Men don’t need to objectify women. Women objectify themselves before men ever get around to objectifying them.
Women objectify themselves whenever they wear tight, black leggings that hug every curve and sink into every crevice of their bodies. When they walk down the street or into a bus or through a lobby the leggings frame them and accentuate the movement of their hips and thighs and the sensual quiver of their derrieres.
Women objectify themselves when the walk the red carpet at awards shows or sashay into any party or make grand entrances into any event wearing bull red or shocking pink or sunshine yellow clothes that reveal their entire bodies—gowns that have slits from the top to the bottom that show off most of their breasts, most of their legs up to the very top of their thighs, and holes in between that almost leave nothing to the imagination. The women smile and strut on their red carpets or at their parties or anyplace they choose, blatantly showing themselves off to any man or any woman who cares to look.
Women objectify themselves when they paint their faces with crimson lipstick and decorate their eyes purple eye shadow and darkened or false lashes and daub their cheeks with pink rouge. They objectify themselves when they dye their hair platinum blond, and they curl their hair with an iron, and they brush a few strands of their hair down in front of one of their eyes to give themselves a mysterious quality, causing men to focus in on and objectify their faces.

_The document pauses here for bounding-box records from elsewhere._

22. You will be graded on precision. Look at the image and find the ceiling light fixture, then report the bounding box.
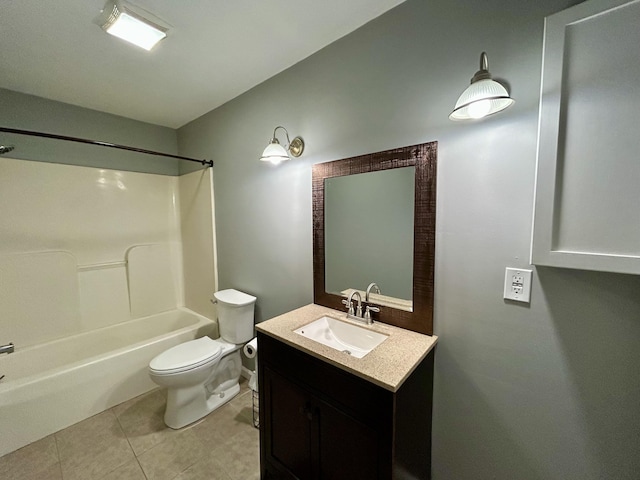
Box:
[98,0,168,50]
[449,52,515,120]
[260,126,304,165]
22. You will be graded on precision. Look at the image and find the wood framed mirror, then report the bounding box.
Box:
[312,142,437,335]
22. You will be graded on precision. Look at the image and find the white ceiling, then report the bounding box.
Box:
[0,0,404,128]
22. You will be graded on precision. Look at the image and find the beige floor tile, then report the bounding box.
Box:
[192,398,253,448]
[100,460,146,480]
[138,428,207,480]
[112,390,177,456]
[0,434,62,480]
[211,427,260,480]
[55,410,135,480]
[175,456,231,480]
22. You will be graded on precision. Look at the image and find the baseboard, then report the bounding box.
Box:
[240,365,253,380]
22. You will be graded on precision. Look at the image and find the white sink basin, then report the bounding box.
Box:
[294,316,388,358]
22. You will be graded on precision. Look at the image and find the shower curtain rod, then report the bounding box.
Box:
[0,127,213,167]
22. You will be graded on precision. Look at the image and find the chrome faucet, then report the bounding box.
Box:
[364,282,381,302]
[342,290,362,320]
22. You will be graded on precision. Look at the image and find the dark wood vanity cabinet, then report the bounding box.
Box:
[258,332,433,480]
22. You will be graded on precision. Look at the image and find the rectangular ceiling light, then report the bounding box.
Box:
[101,1,167,50]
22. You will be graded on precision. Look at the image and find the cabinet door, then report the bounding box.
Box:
[531,0,640,274]
[312,398,380,480]
[261,367,313,480]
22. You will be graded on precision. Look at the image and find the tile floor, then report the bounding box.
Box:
[0,380,260,480]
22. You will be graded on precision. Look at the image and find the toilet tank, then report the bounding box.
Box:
[213,289,256,344]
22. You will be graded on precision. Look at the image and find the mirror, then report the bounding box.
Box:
[313,142,437,335]
[324,167,415,312]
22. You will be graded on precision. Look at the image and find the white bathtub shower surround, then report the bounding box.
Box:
[0,308,215,456]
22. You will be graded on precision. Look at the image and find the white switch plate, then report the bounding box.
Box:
[504,268,533,303]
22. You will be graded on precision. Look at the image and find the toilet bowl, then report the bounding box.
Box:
[149,289,256,429]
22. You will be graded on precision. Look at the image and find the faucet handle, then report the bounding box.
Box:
[364,305,380,324]
[342,299,353,315]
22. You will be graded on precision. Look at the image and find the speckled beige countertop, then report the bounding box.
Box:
[256,304,438,392]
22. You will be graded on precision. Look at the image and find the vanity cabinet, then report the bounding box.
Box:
[258,332,433,480]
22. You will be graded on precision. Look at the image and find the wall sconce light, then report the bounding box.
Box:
[449,52,515,120]
[260,126,304,165]
[96,0,169,50]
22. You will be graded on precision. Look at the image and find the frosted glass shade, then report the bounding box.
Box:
[260,140,290,165]
[99,0,167,50]
[449,79,515,120]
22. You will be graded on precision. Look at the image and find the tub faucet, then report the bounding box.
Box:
[364,282,381,302]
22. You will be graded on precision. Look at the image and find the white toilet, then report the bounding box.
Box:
[149,289,256,429]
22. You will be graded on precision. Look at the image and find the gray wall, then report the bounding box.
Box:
[178,0,640,480]
[0,88,180,175]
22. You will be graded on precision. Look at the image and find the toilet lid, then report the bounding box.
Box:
[149,337,222,373]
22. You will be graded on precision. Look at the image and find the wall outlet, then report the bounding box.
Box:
[504,268,533,303]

Women objectify themselves when they use creams to rid them of wrinkles around the eyes or plastic surgery to remove unwanted fat or an angular nose or cheeky cheeks. They objectify themselves when they have their breasts enhanced or their butt rounded so that they will be able to project just the right physical appearance.

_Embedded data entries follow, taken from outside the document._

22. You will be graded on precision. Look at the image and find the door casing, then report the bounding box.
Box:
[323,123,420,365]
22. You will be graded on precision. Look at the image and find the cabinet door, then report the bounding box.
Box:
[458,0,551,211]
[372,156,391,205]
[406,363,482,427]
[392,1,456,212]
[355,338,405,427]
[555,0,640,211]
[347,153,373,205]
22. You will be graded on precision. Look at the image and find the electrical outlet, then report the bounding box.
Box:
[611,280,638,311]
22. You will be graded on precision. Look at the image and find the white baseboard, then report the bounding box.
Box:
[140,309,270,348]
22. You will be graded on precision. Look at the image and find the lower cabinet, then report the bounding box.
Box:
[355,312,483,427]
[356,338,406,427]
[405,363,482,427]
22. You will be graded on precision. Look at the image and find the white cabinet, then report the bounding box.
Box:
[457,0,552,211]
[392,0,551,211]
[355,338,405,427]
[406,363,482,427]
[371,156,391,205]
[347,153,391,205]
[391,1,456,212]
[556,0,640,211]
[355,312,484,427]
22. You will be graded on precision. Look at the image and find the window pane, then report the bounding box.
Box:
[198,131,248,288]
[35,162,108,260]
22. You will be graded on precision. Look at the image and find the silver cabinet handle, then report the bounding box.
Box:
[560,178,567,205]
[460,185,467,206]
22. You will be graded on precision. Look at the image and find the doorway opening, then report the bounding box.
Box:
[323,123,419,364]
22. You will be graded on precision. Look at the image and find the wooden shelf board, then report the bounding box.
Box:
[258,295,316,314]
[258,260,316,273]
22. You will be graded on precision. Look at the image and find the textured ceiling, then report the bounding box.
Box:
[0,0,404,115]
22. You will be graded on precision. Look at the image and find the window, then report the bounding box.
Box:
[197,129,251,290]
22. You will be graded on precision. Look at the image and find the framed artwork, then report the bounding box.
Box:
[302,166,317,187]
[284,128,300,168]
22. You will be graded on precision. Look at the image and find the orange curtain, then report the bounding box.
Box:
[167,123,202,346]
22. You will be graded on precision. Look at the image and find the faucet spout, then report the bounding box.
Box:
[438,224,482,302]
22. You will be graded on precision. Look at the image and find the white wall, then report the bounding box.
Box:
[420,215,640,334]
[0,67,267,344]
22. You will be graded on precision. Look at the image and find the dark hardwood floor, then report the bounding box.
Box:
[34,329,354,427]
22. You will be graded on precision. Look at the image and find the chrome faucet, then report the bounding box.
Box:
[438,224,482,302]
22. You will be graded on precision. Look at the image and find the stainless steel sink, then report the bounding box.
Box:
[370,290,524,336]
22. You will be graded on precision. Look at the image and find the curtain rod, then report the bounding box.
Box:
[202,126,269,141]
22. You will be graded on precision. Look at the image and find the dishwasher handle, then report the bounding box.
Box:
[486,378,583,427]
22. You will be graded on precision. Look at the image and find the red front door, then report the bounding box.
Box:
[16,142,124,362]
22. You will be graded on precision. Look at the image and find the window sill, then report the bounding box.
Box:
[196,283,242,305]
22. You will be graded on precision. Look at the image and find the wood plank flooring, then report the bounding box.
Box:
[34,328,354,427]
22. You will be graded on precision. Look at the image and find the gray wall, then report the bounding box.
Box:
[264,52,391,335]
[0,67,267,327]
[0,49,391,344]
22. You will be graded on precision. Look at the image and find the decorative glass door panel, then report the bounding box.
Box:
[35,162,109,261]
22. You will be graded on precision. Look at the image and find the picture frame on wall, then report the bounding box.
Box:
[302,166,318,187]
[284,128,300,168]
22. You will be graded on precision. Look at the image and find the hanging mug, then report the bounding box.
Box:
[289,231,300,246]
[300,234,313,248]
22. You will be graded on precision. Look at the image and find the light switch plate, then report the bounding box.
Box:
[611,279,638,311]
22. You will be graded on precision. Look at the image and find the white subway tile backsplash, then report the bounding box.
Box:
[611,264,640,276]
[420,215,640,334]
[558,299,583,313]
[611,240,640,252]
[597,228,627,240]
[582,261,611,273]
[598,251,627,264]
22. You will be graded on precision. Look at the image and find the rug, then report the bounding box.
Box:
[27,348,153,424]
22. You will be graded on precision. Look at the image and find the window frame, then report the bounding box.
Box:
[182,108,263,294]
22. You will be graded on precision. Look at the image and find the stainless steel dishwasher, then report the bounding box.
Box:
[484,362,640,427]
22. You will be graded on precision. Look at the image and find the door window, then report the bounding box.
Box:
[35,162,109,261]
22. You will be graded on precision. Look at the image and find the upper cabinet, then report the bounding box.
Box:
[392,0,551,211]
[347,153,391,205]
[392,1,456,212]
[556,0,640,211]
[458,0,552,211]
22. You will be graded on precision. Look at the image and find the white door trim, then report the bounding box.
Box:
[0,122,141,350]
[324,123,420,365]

Women choose to objectify themselves. Nobody forces them to wear leggings or to make up their faces or botox their bodies. They will say they do it for men, that men somehow force them to objectify themselves. But they don’t do it for men. They do it for themselves and to compete with other women. Men are a very secondary consideration.
Nor do women concern themselves with whether their self-objectification will cause men to objectify them. They blissfully objectify themselves without a thought about men, and when men later see women’s objectified selves, with all their curves and crevices accentuated to the fullest, with their faces beaming from underneath their love paint, if a man gives them even the slightest look that may signify to them some degree of objectification, woe is he.
Long before the phrase “objectify women,” was used as a slogan by feminists to denote men who only look at women as sexual objects and nothing else, women were dressing fetchingly and men were looking at them. From cave men and women onward, the history of humankind consists of young women dressing up in order to catch a man’s eye, and men looking at the women who dressed up to catch their eyes.
Men are biologically designed to look at women as sexual objects. Male and female humans, like other mammals, are hard-wired to reproduce their species, and they come equipped with the appropriate sexual anatomy, sexual hormones and gender-specific responses to do just that. So, in fact, there is nothing wrong with a man objectifying a woman—that is, being attracted to a woman—as long as he doesn’t do it full-time.
Today, according to my sources, the National Organization of Women is run mostly by lesbian and transgender women. As far as I know, lesbian and transgender women have no problem appreciating pretty women. But when they look at women, they don’t refer to it as objectifying women. They only label men as the ones who objectify women.
If we are going to criticize and stigmatize men for objectifying women, then shouldn’t we also criticize and stigmatize women for objectifying themselves? Men are constantly shamed for objectifying women and told to clean up their acts and treat women with respect. But women who objectify themselves in order to make themselves more sexually appealing are not shamed. When they walk down the red carpet and reveal almost everything they have, they are applauded as heroes—as “empowered women” who are expressing their femininity.
There is something awry here. Shouldn’t there be the same value system for both sexes? Women who objectify themselves and lesbians who objectify women should be viewed through the same lens as men who objectify women. However, to be really fair and appropriate, we should dispense with the term, “objectify women.” When men are looking at women because they are biologically attracted to them, or if women are preening themselves because they are biological predisposed to do that, neither should be stigmatized for it.
Perhaps we should say that men are reacting to pretty women from a hormonal perspective, and women are hormonally predisposed to show off their bodies.